Camu: “Voi quest’anno avete avuto un riconoscimento dal Presidente della Repubblica. Perché è successo questo adesso? Cosa ci chiede? È come se qualcuno vi avesse detto che voi avete qualcosa di interessante per tutti. Non avere la domanda aperta su questo è sbagliato; non sappiamo cosa implichi ancora, ma, se non ci facciamo questa domanda, c’è qualcosa che non stiamo cogliendo del reale.”.

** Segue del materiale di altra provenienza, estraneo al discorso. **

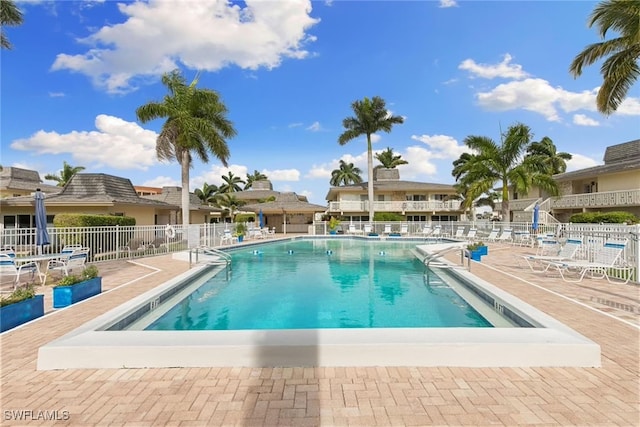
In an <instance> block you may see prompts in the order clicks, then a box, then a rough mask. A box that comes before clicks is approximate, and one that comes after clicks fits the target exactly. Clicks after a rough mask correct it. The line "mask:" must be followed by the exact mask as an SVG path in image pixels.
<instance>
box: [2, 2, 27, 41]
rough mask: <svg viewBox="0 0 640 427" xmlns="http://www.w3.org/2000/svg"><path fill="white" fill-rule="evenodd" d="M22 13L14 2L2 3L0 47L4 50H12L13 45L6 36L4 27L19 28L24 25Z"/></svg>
mask: <svg viewBox="0 0 640 427" xmlns="http://www.w3.org/2000/svg"><path fill="white" fill-rule="evenodd" d="M22 22H23V21H22V12H21V11H20V9H18V6H16V4H15V3H14V2H13V1H12V0H2V1H0V24H1V25H0V27H1V28H2V29H1V30H0V46H1V47H2V48H3V49H11V43H10V42H9V39H8V38H7V36H6V35H5V34H4V27H6V26H7V25H10V26H13V27H15V26H17V25H22Z"/></svg>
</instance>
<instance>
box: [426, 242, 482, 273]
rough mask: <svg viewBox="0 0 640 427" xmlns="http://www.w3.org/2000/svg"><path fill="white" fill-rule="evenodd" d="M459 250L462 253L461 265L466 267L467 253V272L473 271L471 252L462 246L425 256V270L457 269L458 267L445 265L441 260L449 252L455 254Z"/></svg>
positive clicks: (460, 259)
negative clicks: (465, 265)
mask: <svg viewBox="0 0 640 427" xmlns="http://www.w3.org/2000/svg"><path fill="white" fill-rule="evenodd" d="M457 250H459V251H460V265H461V266H463V267H464V260H465V253H466V255H467V270H469V271H471V256H470V253H469V250H467V249H466V248H462V247H460V246H452V247H448V248H444V249H441V250H439V251H435V252H432V253H430V254H428V255H427V256H425V258H424V259H423V260H422V263H423V264H424V266H425V269H428V268H429V267H434V268H455V267H457V265H452V264H449V263H445V262H442V261H440V260H439V259H440V258H442V257H443V256H444V255H446V254H448V253H449V252H453V251H457Z"/></svg>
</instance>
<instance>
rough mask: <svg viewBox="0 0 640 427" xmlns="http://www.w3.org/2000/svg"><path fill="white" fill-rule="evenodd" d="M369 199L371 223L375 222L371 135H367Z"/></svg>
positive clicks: (368, 187)
mask: <svg viewBox="0 0 640 427" xmlns="http://www.w3.org/2000/svg"><path fill="white" fill-rule="evenodd" d="M367 169H368V170H367V175H368V177H369V178H368V181H369V183H368V185H367V193H368V194H367V197H368V199H369V222H370V223H371V222H373V214H374V212H373V149H372V148H371V134H369V133H368V134H367Z"/></svg>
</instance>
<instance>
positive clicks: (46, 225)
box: [35, 188, 50, 253]
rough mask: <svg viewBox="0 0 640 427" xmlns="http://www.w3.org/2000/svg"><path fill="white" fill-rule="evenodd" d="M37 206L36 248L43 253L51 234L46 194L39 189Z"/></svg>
mask: <svg viewBox="0 0 640 427" xmlns="http://www.w3.org/2000/svg"><path fill="white" fill-rule="evenodd" d="M35 205H36V246H37V247H38V252H39V253H42V247H43V246H44V245H48V244H49V243H50V241H49V232H48V231H47V210H46V208H45V206H44V193H43V192H42V191H40V189H39V188H38V189H37V190H36V194H35Z"/></svg>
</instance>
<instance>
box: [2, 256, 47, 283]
mask: <svg viewBox="0 0 640 427" xmlns="http://www.w3.org/2000/svg"><path fill="white" fill-rule="evenodd" d="M36 273H38V274H39V273H40V271H39V269H38V265H37V264H36V263H35V262H30V263H27V264H22V265H20V266H18V265H16V262H15V258H14V257H11V256H9V255H8V254H6V253H2V254H0V284H1V285H2V288H4V285H6V284H10V285H12V289H9V290H11V291H13V290H14V289H15V288H16V287H17V286H18V284H19V283H20V278H21V277H22V276H24V275H26V274H30V275H31V279H32V280H33V277H34V276H35V274H36Z"/></svg>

Monica di Crema: “(…) un amico che lavora in azienda ha espresso il desiderio di partecipare a Portofranco. Allora abbiamo deciso di fare Porto Palos by night. E dunque si è formato un gruppo di ingegneri e informatici, che, una sera a settimana, vengono a far lezione. Un altro fatto di cui ci siamo accorti è che tanti nostri ragazzi, una volta diplomati, non continuano gli studi e, cercando lavoro, sono molto soli in questa ricerca. Anni fa c’era un’altra caritativa a Crema, di aiuto a trovare le offerte di lavoro. Siamo andati a cercarli per dire loro quanto stava accadendo a noi. Risultato è che quella caritativa è ricominciata (…)”.

Camu: “quando si vive la gratitudine di un luogo come questo, nasce anche una creatività. Se noi vivessimo un’esperienza un po’ angusta, non immagineremmo certo di estenderla ad altri … Porto Palos by night inizia a smarginare il profilo della clessidra (…) quando uno vive un’esperienza bella, vorrebbe che la potessero condividere tutti, da qui nasce la creatività, che a sua volta è segno di una vivezza dentro la realtà. Noi siamo figli di don Giussani e don Giorgio, persone che hanno speso tutta la vita per trovare forme e modalità perché questa sovrabbondanza potesse raggiungerci.  

La finiamo qui di raccontare, perché altrimenti l’articolo diventa una registrazione, che pure c’è, quella integrale, che si può guardare cliccando qui.
Chiediamo scusa a quanti non abbiamo nominato, chiediamo venia a Giuliana di Milano, Graziella di Varese, Luisa di Brescia, Enrica di Bologna, a coloro i cui interventi non abbiamo riportato, ma il nostro desiderio è ricordare l’essenziale e soprattutto le domande che hanno attraversato e poi, non a caso, concluso l’assemblea:

  • Perché è successo il riconoscimento del Presidente Mattarella?
  • Se tutti riceviamo, chi è a donare?

Dobbiamo proprio lavorarci, per approfondire le radici di Portofranco e vivere meglio il rapporto con la realtà, dopo un’assemblea che ha lasciato in noi il singolare connubio di gratitudine e responsabilità.